On this Father’s Day many of us are reminded of what our fathers meant to us. If you are lucky you have a good dad who is still with you. If you aren’t quite as fortunate you don’t have him but you still carry some valuable life lessons from him with you.
My old man has been gone for fifteen years but as time passes his wisdom becomes more apparent. But of all the strengths and weaknesses of this man one story keeps coming to mind. He was a senior civil servant in the federal govenrment for most of his career. When he retired he had several months of sick time banked. He was one of those people who didn’t get sick very much. Many advised him to use up all that time and not bother going to work for the last three months of his career. He could easily have done so and there would have been no repercussions. But the thought never entered his mind. James Currier would have considered it to be a dishonourable thing to do. He believed that sick leave was just that, sick leave. It didn’t mean, I don’t feel like going to work today so I won’t. It didn’t mean, I know I have these days and they are my entitlement so I’ll take them. It meant they were days set aside for genuine illness and since he wasn’t ill he saw no reason to defraud the Canadian taxpayer of his time and talents. So, he showed up every day for work those last three months.

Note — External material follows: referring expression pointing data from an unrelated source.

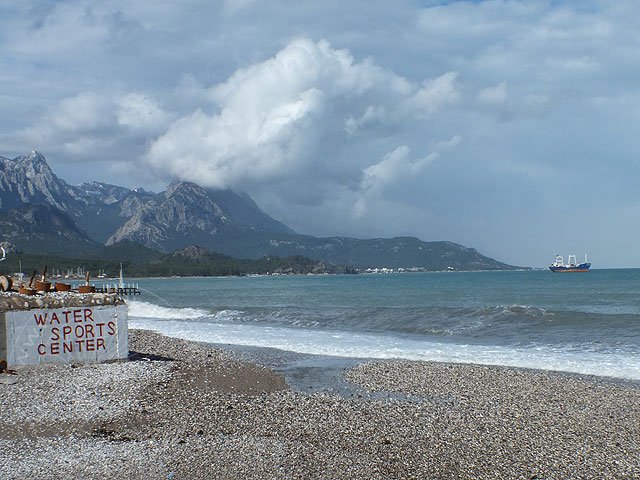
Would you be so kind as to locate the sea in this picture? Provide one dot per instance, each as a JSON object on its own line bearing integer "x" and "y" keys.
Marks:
{"x": 585, "y": 323}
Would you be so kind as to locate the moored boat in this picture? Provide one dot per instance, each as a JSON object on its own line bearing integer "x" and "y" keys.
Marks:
{"x": 571, "y": 266}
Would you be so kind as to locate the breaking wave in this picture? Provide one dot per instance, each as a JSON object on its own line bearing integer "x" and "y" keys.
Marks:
{"x": 139, "y": 309}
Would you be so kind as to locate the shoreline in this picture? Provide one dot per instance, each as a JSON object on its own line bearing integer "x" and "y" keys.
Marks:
{"x": 181, "y": 409}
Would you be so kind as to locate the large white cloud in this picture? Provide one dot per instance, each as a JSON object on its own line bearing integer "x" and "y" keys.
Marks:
{"x": 333, "y": 137}
{"x": 269, "y": 121}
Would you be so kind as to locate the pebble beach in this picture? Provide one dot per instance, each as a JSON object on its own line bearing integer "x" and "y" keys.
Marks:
{"x": 185, "y": 410}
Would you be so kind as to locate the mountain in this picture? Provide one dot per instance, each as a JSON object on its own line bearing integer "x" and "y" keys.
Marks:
{"x": 87, "y": 216}
{"x": 42, "y": 228}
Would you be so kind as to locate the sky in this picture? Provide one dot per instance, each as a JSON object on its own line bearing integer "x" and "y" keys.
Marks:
{"x": 507, "y": 126}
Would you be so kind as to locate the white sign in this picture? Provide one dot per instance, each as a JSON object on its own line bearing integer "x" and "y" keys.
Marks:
{"x": 67, "y": 335}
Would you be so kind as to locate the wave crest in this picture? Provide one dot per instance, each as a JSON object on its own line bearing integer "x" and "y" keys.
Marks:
{"x": 139, "y": 309}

That lesson in honesty and integrity has remained in my mind all these years. When people talk about what they learned from their fathers there are always lots of examples but in the simplest terms possible he showed my siblings and me an enormously valuable practice. Show up. It sounds simple enough but plenty of people don’t. He did. And for that I revere him and honour him on this day and endeavour to preserve his memory by showing up every day to do what my employer pays me to do. To do anything else would be to tarnish the name he gave me and his legacy.